「弱者男性の安楽死を合法化せよ」明らかな差別的発言がまかり通る日本のヤバさ

※本稿は、斎藤環・佐藤優『なぜ人に会うのはつらいのか メンタルをすり減らさない38のヒント』(中公新書ラクレ)の一部を再編集したものです。
【斎藤】私は優生思想については、ある意味古典的な、優秀な遺伝子の継承を目的とした人工的な淘汰(とうた)を肯定するという考え方にとどまらず、人間の「生」に対して、「良い生」や「悪い生」があるといった価値判断を下す思想全般が含まれる、と考えているんですよ。「マイルドな優生思想」と言えばいいでしょうか。
【佐藤】全く同感です。その視点に立って眺めてみると、なにも、「意思疎通のとれない障害者は安楽死させるべきだ」「重度・重複障害者を養うには莫大(ばくだい)なお金と時間が奪われる」などの言説をした2016年に起きた相模原障害者施設殺傷事件の植松死刑囚の世界まで行かずとも、身の回りに優生思想が様々な形で顔を出しているのが見えてきます。
私は、「努力は遺伝に勝てない」「『悪い生』に生まれたら、そこから抜け出せない」といった優生主義の発想は、人々が様々なことを諦める理由にもなっているのではないか、と感じるのです。「教育は子どもの成長に関係ない」と言われれば、塾に行かせる経済的余裕のない親は、「そうだよね」と自らを納得させることができるでしょう。経済格差が広がる社会においては、「人生は生まれながらに決まっている」というこの手の議論は、受け入れられやすいのかもしれません。為政者にとって都合がいい、と言うこともできるのですが。

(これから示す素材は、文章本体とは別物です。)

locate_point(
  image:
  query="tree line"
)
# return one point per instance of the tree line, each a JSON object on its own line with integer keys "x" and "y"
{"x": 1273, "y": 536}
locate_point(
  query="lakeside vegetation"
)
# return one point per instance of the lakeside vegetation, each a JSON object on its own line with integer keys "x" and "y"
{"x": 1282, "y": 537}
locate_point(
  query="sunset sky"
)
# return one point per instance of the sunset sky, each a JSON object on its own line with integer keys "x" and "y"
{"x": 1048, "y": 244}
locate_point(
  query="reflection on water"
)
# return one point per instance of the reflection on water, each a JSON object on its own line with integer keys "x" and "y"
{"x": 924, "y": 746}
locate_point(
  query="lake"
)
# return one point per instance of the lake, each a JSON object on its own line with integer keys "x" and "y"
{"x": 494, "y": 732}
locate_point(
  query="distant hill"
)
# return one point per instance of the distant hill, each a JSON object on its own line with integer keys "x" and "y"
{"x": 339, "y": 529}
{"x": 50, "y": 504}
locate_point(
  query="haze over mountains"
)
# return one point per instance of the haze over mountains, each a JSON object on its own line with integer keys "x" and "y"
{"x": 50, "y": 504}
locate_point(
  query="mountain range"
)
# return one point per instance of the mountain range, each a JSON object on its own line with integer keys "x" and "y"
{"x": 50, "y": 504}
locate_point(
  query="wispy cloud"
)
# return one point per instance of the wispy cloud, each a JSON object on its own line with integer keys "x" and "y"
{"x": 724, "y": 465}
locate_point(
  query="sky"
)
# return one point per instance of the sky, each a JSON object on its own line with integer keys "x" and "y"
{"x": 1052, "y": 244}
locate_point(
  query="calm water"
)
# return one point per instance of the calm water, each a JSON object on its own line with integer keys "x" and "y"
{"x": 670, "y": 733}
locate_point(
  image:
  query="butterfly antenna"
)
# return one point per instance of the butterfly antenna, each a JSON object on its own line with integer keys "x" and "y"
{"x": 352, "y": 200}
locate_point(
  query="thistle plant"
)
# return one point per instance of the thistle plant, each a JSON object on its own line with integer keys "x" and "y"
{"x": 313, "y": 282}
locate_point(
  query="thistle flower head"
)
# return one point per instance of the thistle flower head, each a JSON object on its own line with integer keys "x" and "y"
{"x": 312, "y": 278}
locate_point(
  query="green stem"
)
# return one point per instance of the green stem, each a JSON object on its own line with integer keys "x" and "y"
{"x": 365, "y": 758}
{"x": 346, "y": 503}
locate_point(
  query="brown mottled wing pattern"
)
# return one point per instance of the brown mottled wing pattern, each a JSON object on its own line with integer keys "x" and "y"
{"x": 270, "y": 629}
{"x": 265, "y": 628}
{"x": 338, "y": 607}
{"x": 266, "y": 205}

【斎藤】経済格差に関連して言うと、最近流行っている言葉に「弱者男性」というのがあります。ひと頃、「キモくて金のないおっさん」の略称として「KKO」と称するネットスラングがあったのですが、さすがに差別的だということもあって、今はこう呼ばれます。要するに、職も不安定なまま、気づくと中高年になっていた人たち。見た目もイマイチ、貧困で結婚もできず。従って、幸福度は低い。独居男性は、結婚している人に比べて、10年以上早死にするというデータもあります。
【佐藤】まさに格差社会の底に沈んでいるような男性たちですね。
【斎藤】社会的弱者というとどちらかといえば女性に焦点が当たっていたわけですが、ようやく彼らに対してもそのような認識が進んで、「何とかしてくれ」と声を上げるようにもなったんですね。ただ、彼らは「俺たちにも女をあてがえ」といった発言をついしてしまうので、フェミニズムと食い合わせが悪かったりするのです。
【佐藤】週刊誌の『SPA!』の特集になりそうな。(笑)
【斎藤】まさに、世代的にはあれを愛読しているような人たちです。で、そんな彼らも、実は優生思想を自ら振りまいている部分があるんですよ。自分が疎外されたと感じた時に、彼らが必ずと言っていいほど口にするのが、「俺なんか生きていてもしようがない」というひと言なのです。なぜなら、金も稼げない、生産性もない、何の役にも立っていないのだから……。しかし、そうやって並べていくロジックの全てが、「役に立たない人間は生きているな」という優生思想に、見事に収斂(しゅうれん)されてしまう。
【佐藤】往々にして、そうやって自分に向ける刃は、他人にも向くことになります。
【斎藤】まさにその通りで、彼らは他人の生も批判します。ですから、かなりの部分が、植松死刑囚のロジックを肯定してしまうところがある。医師が難病患者の生命維持装置を止めるような行為に対しても肯定的で、「だから俺たちにも安楽死を認めろ」と主張したりもします。結果的に、優生思想へのかなり強力な支持を表明することになっているわけです。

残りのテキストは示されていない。